Le panorama détaillé des rapports entre État et religions dans chaque pays européen nous éclaire sur la diversité des modèles en Europe, allant des États où le christianisme reste prédominant (Italie, Espagne, Allemagne) aux États laïques (France, Belgique) en passant par ceux sans séparation formelle (Royaume-Uni, pays nordiques, Europe orientale). Cette diversité des modèles s’inscrit dans un contexte de sécularisation généralisée, caractérisé par un effondrement de la pratique chrétienne traditionnelle, une montée de l’islam devenu la première religion non chrétienne en Europe, et l’expansion de religions telles que le bouddhisme et l’hindouisme. L’auteur se concentre dans un second temps sur des défis spécifiques du modèle français de laïcité, notamment dans l’enseignement et dans les entreprises. L’enseignement des faits religieux (EFR) apparait comme une nécessité pédagogique pour développer l’esprit critique et la tolérance malgré des obstacles persistants: formation insuffisante des enseignants, disparités territoriales, tensions autour de sujets sensibles, etc. Plusieurs pistes d’amélioration sont proposées, telles que l’intervention de représentants religieux au collège, les visites culturelles de lieux de culte, le recours aux jeux éducatifs et à l’art comme vecteurs d’apprentissage, ou encore en matière de lutte contre les dérives sectaires. Concernant la pratique de la laïcité en entreprise, on constate une augmentation significative des tensions liées au fait religieux, ce qui nécessite une analyse du cadre juridique permettant de concilier liberté religieuse et bon fonctionnement de l’entreprise (règlement intérieur, principe de proportionnalité). Un dialogue interreligieux renforcé et une implication plus grande des différents responsables religieux et politiques semble être une nécessité pour préserver un consensus social face aux défis posés par la radicalisation et la diversité croissante des croyances dans les sociétés européennes contemporaines en général, et en France en particulier.

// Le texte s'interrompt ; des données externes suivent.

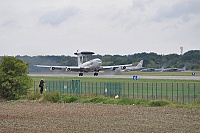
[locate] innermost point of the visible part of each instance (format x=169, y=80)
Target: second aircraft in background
x=94, y=65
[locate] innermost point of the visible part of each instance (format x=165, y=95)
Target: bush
x=34, y=96
x=52, y=96
x=68, y=99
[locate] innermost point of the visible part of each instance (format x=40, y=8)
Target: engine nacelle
x=123, y=67
x=68, y=69
x=52, y=68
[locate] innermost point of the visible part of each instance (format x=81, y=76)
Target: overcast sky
x=60, y=27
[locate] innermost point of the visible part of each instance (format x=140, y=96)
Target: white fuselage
x=91, y=64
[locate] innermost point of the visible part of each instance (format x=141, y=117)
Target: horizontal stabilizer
x=84, y=53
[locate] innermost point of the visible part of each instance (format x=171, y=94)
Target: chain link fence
x=175, y=92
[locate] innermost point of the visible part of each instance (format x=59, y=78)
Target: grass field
x=170, y=89
x=186, y=73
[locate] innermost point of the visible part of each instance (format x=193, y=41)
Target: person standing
x=41, y=85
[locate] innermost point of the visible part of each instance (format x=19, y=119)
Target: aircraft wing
x=122, y=67
x=66, y=68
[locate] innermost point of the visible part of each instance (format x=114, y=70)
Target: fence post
x=188, y=93
x=152, y=92
x=177, y=92
x=142, y=90
x=194, y=93
x=128, y=90
x=147, y=91
x=133, y=90
x=172, y=92
x=183, y=92
x=161, y=91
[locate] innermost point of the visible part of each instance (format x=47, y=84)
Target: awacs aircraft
x=174, y=69
x=94, y=65
x=135, y=68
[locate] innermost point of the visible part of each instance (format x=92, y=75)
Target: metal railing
x=175, y=92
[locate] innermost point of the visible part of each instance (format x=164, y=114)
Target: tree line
x=150, y=60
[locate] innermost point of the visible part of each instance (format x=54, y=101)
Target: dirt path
x=22, y=117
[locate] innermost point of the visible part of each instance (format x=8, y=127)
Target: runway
x=115, y=76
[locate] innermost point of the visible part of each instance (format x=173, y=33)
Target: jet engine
x=68, y=69
x=123, y=67
x=52, y=68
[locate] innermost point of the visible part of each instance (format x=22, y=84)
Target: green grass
x=56, y=97
x=186, y=73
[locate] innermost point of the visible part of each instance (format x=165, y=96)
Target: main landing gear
x=80, y=74
x=95, y=74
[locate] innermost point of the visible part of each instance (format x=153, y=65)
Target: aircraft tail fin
x=139, y=65
x=185, y=67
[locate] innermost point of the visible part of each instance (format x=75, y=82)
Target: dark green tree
x=14, y=79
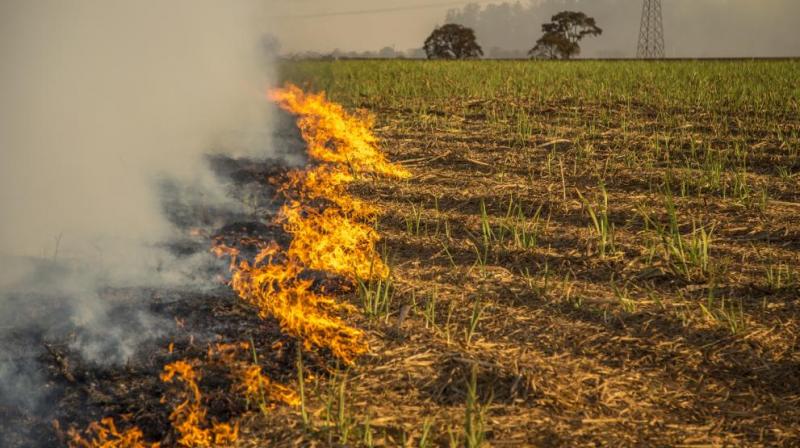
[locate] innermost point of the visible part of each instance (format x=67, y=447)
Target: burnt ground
x=58, y=387
x=570, y=347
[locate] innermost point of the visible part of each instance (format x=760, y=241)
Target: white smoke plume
x=100, y=100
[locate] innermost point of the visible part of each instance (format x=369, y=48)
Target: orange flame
x=189, y=417
x=336, y=239
x=104, y=434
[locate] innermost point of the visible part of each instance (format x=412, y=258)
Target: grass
x=678, y=325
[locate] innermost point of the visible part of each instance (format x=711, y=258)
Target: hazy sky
x=692, y=27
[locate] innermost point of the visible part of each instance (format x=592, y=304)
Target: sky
x=693, y=28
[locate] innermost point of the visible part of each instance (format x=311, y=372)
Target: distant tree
x=387, y=53
x=452, y=41
x=562, y=35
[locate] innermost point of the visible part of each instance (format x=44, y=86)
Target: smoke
x=101, y=102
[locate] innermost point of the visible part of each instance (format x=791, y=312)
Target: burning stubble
x=100, y=103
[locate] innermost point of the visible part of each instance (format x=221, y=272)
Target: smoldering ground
x=107, y=112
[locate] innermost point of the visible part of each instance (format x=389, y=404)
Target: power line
x=379, y=10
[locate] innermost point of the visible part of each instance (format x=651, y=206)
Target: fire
x=189, y=418
x=249, y=379
x=331, y=234
x=104, y=434
x=336, y=238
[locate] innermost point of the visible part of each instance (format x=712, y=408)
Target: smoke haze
x=100, y=102
x=693, y=28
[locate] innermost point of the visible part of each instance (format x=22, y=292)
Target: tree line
x=560, y=39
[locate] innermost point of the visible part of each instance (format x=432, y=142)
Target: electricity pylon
x=651, y=32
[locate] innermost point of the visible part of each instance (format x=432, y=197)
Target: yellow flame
x=104, y=434
x=336, y=238
x=189, y=418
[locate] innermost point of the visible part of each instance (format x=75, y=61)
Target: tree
x=452, y=41
x=562, y=35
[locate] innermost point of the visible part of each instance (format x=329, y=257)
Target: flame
x=189, y=417
x=104, y=434
x=336, y=238
x=249, y=379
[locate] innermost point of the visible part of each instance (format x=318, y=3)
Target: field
x=587, y=253
x=457, y=254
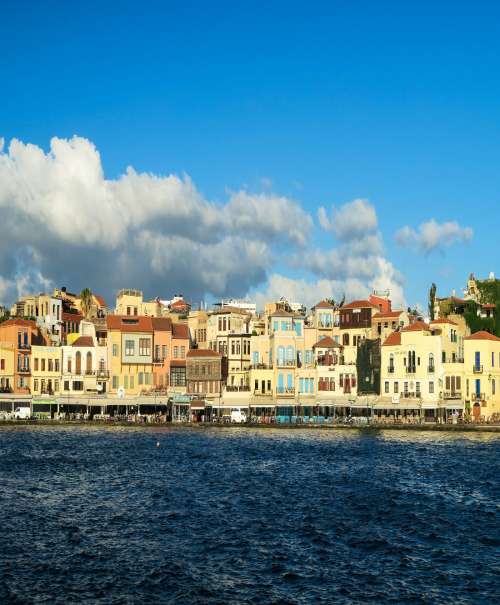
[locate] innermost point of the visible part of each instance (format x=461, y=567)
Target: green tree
x=86, y=299
x=432, y=300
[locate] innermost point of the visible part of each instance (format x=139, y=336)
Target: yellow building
x=46, y=370
x=482, y=376
x=130, y=354
x=7, y=367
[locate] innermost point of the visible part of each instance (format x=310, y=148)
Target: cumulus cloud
x=353, y=219
x=432, y=236
x=65, y=223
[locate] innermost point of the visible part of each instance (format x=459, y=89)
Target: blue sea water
x=248, y=516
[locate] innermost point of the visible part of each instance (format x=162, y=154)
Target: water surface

« La nation est une âme, un principe spirituel »
La nation repose sur trois éléments matériels (territoire, population, souveraineté) mais aussi sur un principe immatériel, une « âme », qui lui donne sa vocation. Au Japon, l’identité nationale est indissociable du shintoïsme et de la figure de l’Empereur, descendant de la déesse solaire. En Indonésie, l’idéologie du Pancasila articule foi en un Dieu unique, humanisme, unité patriotique, démocratie consensuelle et justice sociale, dans un cadre pluraliste. Dans le modèle hébraïque et biblique, Israël, peuple élu, est porteur d’une triple bénédiction (spirituelle, politique, territoriale) qui a profondément influencé l’imaginaire politique occidental, des dynasties médiévales à la conception de la royauté sacrée. Dans le préambule constitutionnel de la Suisse, l’alliance fédérale est placée sous l’invocation de Dieu (Eidgenossenschaft). Pour Ernest Renan, la Nation est « une âme, un principe spirituel » constitué par l’héritage commun de souvenirs et la volonté présente de vivre ensemble, un « plébiscite de tous les jours » qui prime sur les autres considérations (géographie, langue, religion, communauté d’intérêts, etc.). Cette conception spirituelle de la nation s’oppose au matérialisme contemporain qui réduit l’État à ses seuls intérêts sécuritaires et économiques, rappelant que la force d’une nation réside d’abord sans la solidarité née des souffrances et des sacrifices partagés.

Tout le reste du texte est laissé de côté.